Posted on 06 Jul 2023 @ 11:07pm by Commander Calliope Zahn
Edited on on 12 Jul 2023 @ 8:26pm

Mission: M3 - Into the Deep
Location: Pathfinder, XO's office
Timeline: M3 D13 Late Morning
2942 words - 5.9 OF Standard Post Measure



This was the final leg of the trip, Calliope thought to herself as she checked off the last items surrounding the hull plate release on their brief stop-over out of warp. Nothing in the system marked out anything out of the ordinary. Officially speaking, it had just taken on damage between the fight and the atmospheric shear and to spare repair time they had approved Ensign Tilmer's plan to shed the damaged plates and rely on force field shielding once within comms range of the Station.

As Calliope closed off the report on that activity, she made a new system entry. A memo for Corvus, where she detailed Ensign Tilmer's excellent work on the away team— the advanced skill he'd plied on the transporter, while keeping collected under great stress had been a key part of the rescue of Chief Petty Officer Xeri and the two children. Combined with his readiness to handle leadership in Engineering during Commander Quinn's medical recovery, Calliope advised Ensign Tilmer be promoted to lieutenant junior grade, awarded for his actions, and would recommend him for other leadership opportunities in his field.

She did think Tilmer might look a little more professional if he shaved that half grown-in mustache off his upper lip, but it didn't seem relevant to the report and she closed and sent it without additional comment.

Leaning back, Calliope watched the perpetual motion sculpture doing its kinetic thing. Becoming curious she stood and unwound the clamp holding the base of the sculpture. There was an inscription under the plate "To my son, Torvyn. In all things, keep balance and return ever to the center path. " That was right. Torvyn often assisted with Pathfinder patrols. Although a Science officer, with his length and breadth of skill and patience, he'd been easy to assign as a pinch hitter almost anywhere, and she'd still somehow forgotten this had been his office before the Pathfinder had been dispatched on this mission. She reattached the kinetic sculpture and checked it was secure.

Keeping balance.

Calliope considered the advice on the inscription. Balance required running, sometimes, in order to stay center. Momentum seemed to be a part of that feeling— you could wildly sway one way or another not only with a little push, but also if you just misjudged your pace ahead. Calliope had regained her sense of balance only last week and it had made a tremendous difference, even in just keeping her lunch in. Now she felt sick and in knots again. All the other matters of dire importance aside, in the middle of her knot was what would have to be addressed between her and Lance.

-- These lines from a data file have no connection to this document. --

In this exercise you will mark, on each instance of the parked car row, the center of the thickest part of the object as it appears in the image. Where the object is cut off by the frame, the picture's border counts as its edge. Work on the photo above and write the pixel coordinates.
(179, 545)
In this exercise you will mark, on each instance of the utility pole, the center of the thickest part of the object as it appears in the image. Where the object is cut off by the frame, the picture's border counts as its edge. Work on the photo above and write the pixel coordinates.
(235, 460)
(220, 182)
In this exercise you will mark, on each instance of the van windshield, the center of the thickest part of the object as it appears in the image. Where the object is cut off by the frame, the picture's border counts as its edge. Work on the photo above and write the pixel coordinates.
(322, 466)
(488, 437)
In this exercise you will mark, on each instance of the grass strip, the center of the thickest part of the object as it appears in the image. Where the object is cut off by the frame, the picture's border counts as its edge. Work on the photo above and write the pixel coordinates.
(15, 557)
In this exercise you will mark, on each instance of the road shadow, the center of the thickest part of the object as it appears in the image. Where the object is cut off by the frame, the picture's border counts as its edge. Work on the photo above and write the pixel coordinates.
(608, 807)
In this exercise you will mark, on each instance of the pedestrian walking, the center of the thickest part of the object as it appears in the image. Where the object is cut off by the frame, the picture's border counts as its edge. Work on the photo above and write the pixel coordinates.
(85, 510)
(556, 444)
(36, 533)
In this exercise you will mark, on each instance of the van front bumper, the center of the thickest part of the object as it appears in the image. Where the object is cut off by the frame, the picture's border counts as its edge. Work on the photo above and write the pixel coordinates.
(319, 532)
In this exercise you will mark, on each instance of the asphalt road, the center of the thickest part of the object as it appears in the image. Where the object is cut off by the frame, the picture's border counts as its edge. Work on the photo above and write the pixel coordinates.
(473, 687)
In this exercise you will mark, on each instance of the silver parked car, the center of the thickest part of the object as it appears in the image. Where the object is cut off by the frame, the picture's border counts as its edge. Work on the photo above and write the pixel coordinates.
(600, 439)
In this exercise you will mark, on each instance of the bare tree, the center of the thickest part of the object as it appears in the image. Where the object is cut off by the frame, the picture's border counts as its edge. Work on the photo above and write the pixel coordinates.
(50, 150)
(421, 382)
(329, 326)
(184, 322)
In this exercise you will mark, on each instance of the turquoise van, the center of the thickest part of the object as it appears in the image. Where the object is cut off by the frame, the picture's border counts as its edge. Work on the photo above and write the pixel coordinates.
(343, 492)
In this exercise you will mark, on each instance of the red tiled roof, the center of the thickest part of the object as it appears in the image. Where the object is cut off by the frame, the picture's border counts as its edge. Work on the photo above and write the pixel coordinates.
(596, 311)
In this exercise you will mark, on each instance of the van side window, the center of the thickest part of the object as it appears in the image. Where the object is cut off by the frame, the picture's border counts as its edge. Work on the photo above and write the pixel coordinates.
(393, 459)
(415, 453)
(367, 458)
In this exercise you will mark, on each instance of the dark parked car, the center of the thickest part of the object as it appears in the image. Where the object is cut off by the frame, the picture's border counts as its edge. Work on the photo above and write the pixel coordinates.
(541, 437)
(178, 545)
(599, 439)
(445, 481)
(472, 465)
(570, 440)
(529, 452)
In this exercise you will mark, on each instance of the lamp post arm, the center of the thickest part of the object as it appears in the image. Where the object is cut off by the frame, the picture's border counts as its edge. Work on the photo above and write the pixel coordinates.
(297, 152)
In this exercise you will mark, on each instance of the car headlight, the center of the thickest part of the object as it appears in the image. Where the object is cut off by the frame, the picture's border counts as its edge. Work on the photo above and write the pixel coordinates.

Giving the sculpture a twirl on each pass, she paced the five steps between the replicator and the desk over and over while turning her rings around her finger.

The engagement ring was an heirloom, many centuries old, and one she'd once inadvertently overheard should have gone to someone who would give the family another son, or at least make an attempt. She’d caught the comment during their engagement, on a visit to the estate. Freezing for a moment to try to understand, Calliope shook her head and pretended not to hear a murmur over tea taken in the conservatory. But the first had barely stopped echoing before it was followed on with a response.

“It’s better Lancelot and his Orion—

“Calliope,”
A gentle voice of another attendee reminded. "It was the name on the invitation?"

“Calliope? They will be wasting good names on just anyone, won’t they? To be sure, it’s better that Lancelot would refrain from having progeny by her. Oh, it’s well and good that they should live happily, Lancelot deserves that much. Though why he has to marry her for that is some other matter.”

“Perhaps it will be called off when he’s had his fun and come to his senses.”

“Quite possible. They haven’t set a date.”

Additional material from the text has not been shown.